Sharpness is at the default setting.  Unlike some other Epson projectors in the $1000 - $2500 price range, this one doesn't have Epson's Super-Resolution "detail enhancement" functionality. Still, it comes across as very nicely sharp.

Those images that are from HDTV are 1080i content.  When paused to shoot the image, DirecTV shows only one interlaced frame, so you are really seeing 1920x540, not true 1920x1080.  (This has always been the case in all reviews.)

Bottom line on the HC1440 sharpness.  While there's no fancy "detail enhancement" or panel alignment features, the projector does a very good job for a 3 panel design.  Pixel alignment of the projector, right out of the box was very good, with only a slight misconvergence of red horizontally visible at about 3 feet from the screen, and definitely not visible from anything resembling normal viewing distances.

Image Noise

Image processing on the Home Cinema 1440 is primarily provided by Faroudja, one of the best known 3rd party image processing companies.

Overall, the image processing is very good, mosquito noise is minimal (noticeably less than the average DLP competitor).  The Epson easily passed my motion artifact test (one that stumps even far more expensive Sony projectors) which is the slow panning near the beginning of the movie Red.  The projector also passed the tests on my Silicon Optix test disc.  In this day and age, the technology for image processing is pretty mature, as a result we rarely have issues to report.

HC1440 Audible Noise

Epson claims a very unimpressive 37 db at full power, which is on the high side.   Eco mode at 29 db, however is fine for all but the most audible noise adverse, especially considering the price point.

I don't mind even the 37 db if I'm watching something with a lot of action - movie, TV etc., and I rarely notice the noise if I've got sports going.  But it isn't quiet.  Typically single chip DLP projectors are less efficient than 3LCD projectors so are often noisier, but these Epsons are right up there with most other home "entertainment" projectors.   That's not to say that some others may not be 3-6 db quieter (modest differences).  Let me say that in my living room, with the G series projector, noise has not been a problem, and that G6550 is slightly noisier.  I don't normally watch movies in that room, but if I'm watching movies with a high brightness projector, most likely I'll be in Eco mode, and have as little ambient light as I can achieve.

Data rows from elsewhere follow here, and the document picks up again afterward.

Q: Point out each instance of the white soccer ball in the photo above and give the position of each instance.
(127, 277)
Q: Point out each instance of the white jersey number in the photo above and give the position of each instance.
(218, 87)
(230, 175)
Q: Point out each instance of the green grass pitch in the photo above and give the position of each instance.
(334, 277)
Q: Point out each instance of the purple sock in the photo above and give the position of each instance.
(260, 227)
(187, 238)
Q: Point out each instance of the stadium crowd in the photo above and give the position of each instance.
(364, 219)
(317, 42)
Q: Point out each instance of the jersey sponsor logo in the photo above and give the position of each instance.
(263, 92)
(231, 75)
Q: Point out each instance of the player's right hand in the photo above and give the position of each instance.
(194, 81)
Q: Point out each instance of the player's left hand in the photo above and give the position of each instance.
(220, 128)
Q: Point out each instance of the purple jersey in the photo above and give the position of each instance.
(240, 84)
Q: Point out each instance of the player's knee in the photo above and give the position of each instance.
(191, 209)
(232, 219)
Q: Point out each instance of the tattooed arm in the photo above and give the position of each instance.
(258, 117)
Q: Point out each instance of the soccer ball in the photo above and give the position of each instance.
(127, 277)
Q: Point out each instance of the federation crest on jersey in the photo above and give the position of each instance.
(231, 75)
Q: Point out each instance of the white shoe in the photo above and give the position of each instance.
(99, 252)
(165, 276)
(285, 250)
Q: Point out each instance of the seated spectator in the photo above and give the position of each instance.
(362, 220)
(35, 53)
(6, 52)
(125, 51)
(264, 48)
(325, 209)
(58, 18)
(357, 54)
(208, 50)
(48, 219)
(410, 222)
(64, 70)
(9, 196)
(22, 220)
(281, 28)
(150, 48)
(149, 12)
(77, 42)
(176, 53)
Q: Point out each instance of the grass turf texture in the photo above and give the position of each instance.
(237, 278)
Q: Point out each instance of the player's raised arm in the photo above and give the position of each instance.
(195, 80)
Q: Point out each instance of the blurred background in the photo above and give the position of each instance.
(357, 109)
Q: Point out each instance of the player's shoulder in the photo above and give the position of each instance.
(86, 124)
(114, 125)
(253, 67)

Bottom Line:  At full power, the Epson HC1440 definitely could be a bit quieter at full power.  It's not a problem you'll notice watching sports or action flicks, but it is more business projector level fan noise than that of a home theater projector.  Fortunately, the 31 db claimed in Eco mode seems quieter than claim.  I spent most of my viewing using eco mode, and found it to be reasonably quiet for this class of projector.  I think all but those particularly noise adverse will be fine with the Eco mode.

Speaking of noise, the dynamic iris can do some clicking and clacking, especially in High Speed mode, but you tend only to easily notice it when the projector is changing sources, or going through the motions of putting in a Blu-ray disc, etc.

Bottom line: Could be quieter, but not bad at all in Eco mode, and acceptable for sports, etc. at full power.